Lecture 20
Video
Qualitative Comparison b/w various Gradient Descent versions
- batch
- mini-batch
- stochastic
- heat map hai
- peaks are hotter, valleys are cooler
- simulated annealing ki tarah dekh toh we want to stabilize valye
- this helps inderstand how stochastic gradient works
- different initializatons can give diff maxima/minimas
- this is not a convex fn na
- this is a convex function so always globally
- in batch, if I have m training examples, I take all and do one iteration
- and then update weights after looking at all taining examples bcz summation hai na sabpe
- mini batch me, split it into k batches
- start with one batch
- and then second batch
- …
- after every batch, update weights
- m = m1 U m2 U m3 .. mk
- these batches are randomly made with no overlaps
- epoch = 1 runthrough over all training examples
- in batch grad descent, 1 weight update = done in 1 iteration = 1 epoch
-
in mini batch, weight updates are more frequent, update is done multiple times, 1 epoch is when done through all batches
- batch me, har iteration ke baad, I am moving in same dirn everytime.. (provided learning rate is not very large), it is very unlikely I take wrong dirn
- in mini batch, updates are frequent but are done using very small amount of data (m1 « m)
- since bahut kam data pe karra, toh error chances jyaada
- Stochastic?
- doing weight update with every point
- next point picked randomly tabhi stochatic boltey
- doing update using single point…
- isse enough info thodi mil rahi bhai
- so likely to make more mistakes
- loose my dirn more often
- batch me path to minimum is very very small, kaafi smooth curve, I do not wander here and there at all (max info)

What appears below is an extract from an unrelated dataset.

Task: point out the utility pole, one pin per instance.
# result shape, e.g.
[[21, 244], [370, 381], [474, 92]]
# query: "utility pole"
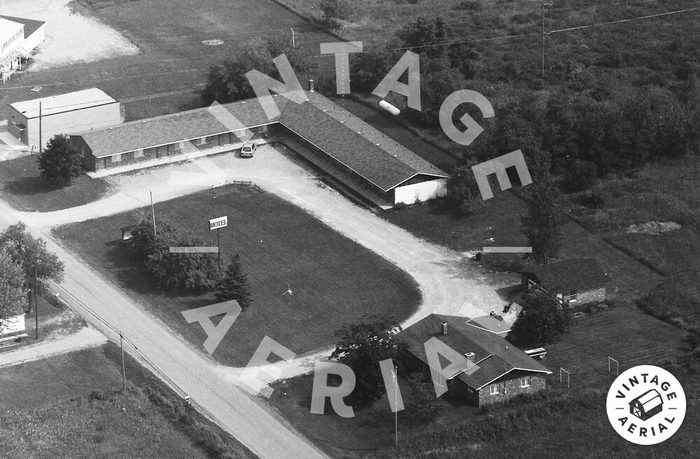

- mini batch me thoda idhar udhar ghum raha (less info)
-
stochastic me, pura zig zaggg ( min info)
- batch
- converge faster than sgd, and mbgd
- then why use stochastic gradient (aka sequential gd, online gradient descent)
- bcz gd can get stuck in local minima
- sgd is les slikely to get stuck in local minima
- mini batch is in between
- leep epoch same (say 10 epochs), who does more work?
- bgd < mbgd < sgd
Size of mini batch
- mini batch size is m
- batch gradient descent
- size = 1
- stochastic
- extremes the yeh
- inke beech me mini batch
- what is good size?
- typically.. 2^6, 2^7,. 2^8 etc are considered
- what factors to consider?
- dekh batch size should be such that it fits in memory completely
Momentum Gradient Descent
- gathers kind of momentum to escape when gets stuck
Parallelization persepectivE?
- mini batch is btr usme